Diante da Porta Estreita – Dificuldades no caminho de crer
É POSSÍVEL que o leitor sinta alguma
dificuldade em crer. Deixe-o considerar. Não podemos crer por um ato
imediato. O estado da mente que descrevemos como acreditar é um
resultado; a sequência alguns estados antigos da mente. Chegamos à fé
por graus. Pode até haver algo como fé à primeira vista, mas,
usualmente, chegamos à fé por estágios: ficamos interessados,
consideramos, ouvimos evidências, somos convencidos e, então, somos
levados a crer. Assim, se eu quero crer, mas por uma razão ou outra não
consigo obter fé, o que eu devo fazer? Devo ficar parado como uma vaca
contemplando uma nova porteira ou devo eu, como um ser inteligente, usar
os meios próprios? Se quero crer em qualquer coisa, o que devo fazer?

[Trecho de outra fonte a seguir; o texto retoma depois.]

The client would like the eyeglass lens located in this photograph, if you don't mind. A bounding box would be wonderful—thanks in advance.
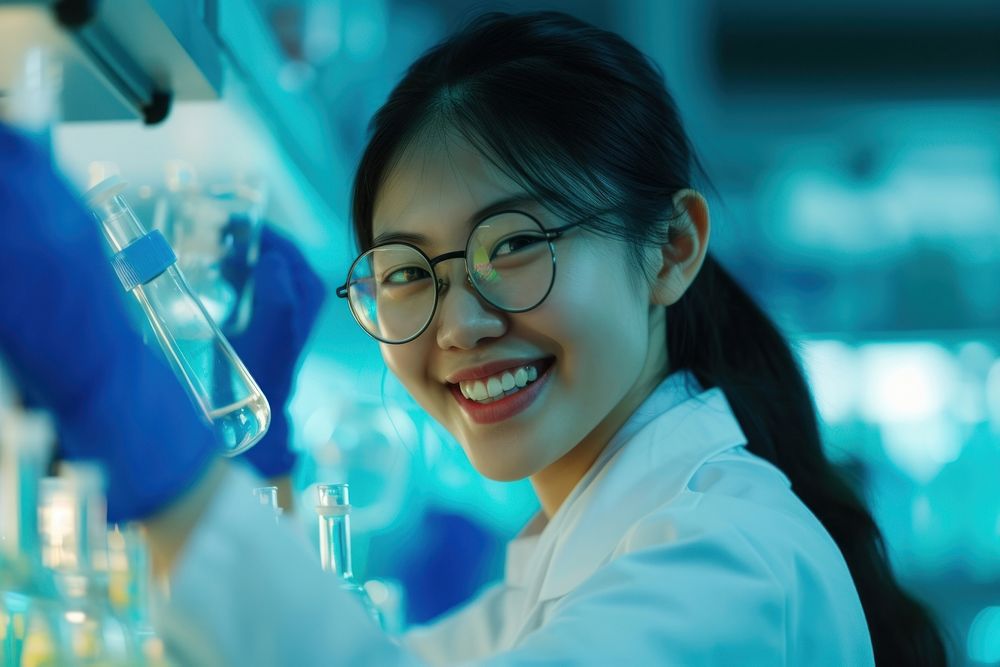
[348,212,555,343]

Vamos responder de acordo com as regras do senso comum.
Se me dissessem que o Sultão de Zanzibar[1]
é um bom homem e se fosse algo de interesse para mim, eu não suponho
que sentiria qualquer dificuldade em crer. Mas, por alguma razão, eu
duvido disso e, ainda assim, desejaria acreditar na notícia, como
deveria agir? Não deveria procurar toda a informação que está ao meu
alcance sobre Sua Majestade e tentar, pelo estudo dos jornais e outros
documentos, chegar à verdade? Melhor ainda, se acontecesse de ele estar
neste país e eu pudesse vê-lo e mesmo conversar com membros de sua corte
e cidadãos do seu país, eu seria grandemente ajudado a chegar a uma
decisão por usar essas fontes de informação. Evidência comparada e
conhecimentos obtidos levam à fé. É verdade que a fé em Jesus é dom de
Deus, mas, ainda assim, Ele, usualmente, dá a fé de acordo com as leis
da própria mente e daí nos é dito que “o crer vem pelo ouvir; e o ouvir, pela palavra de Deus”.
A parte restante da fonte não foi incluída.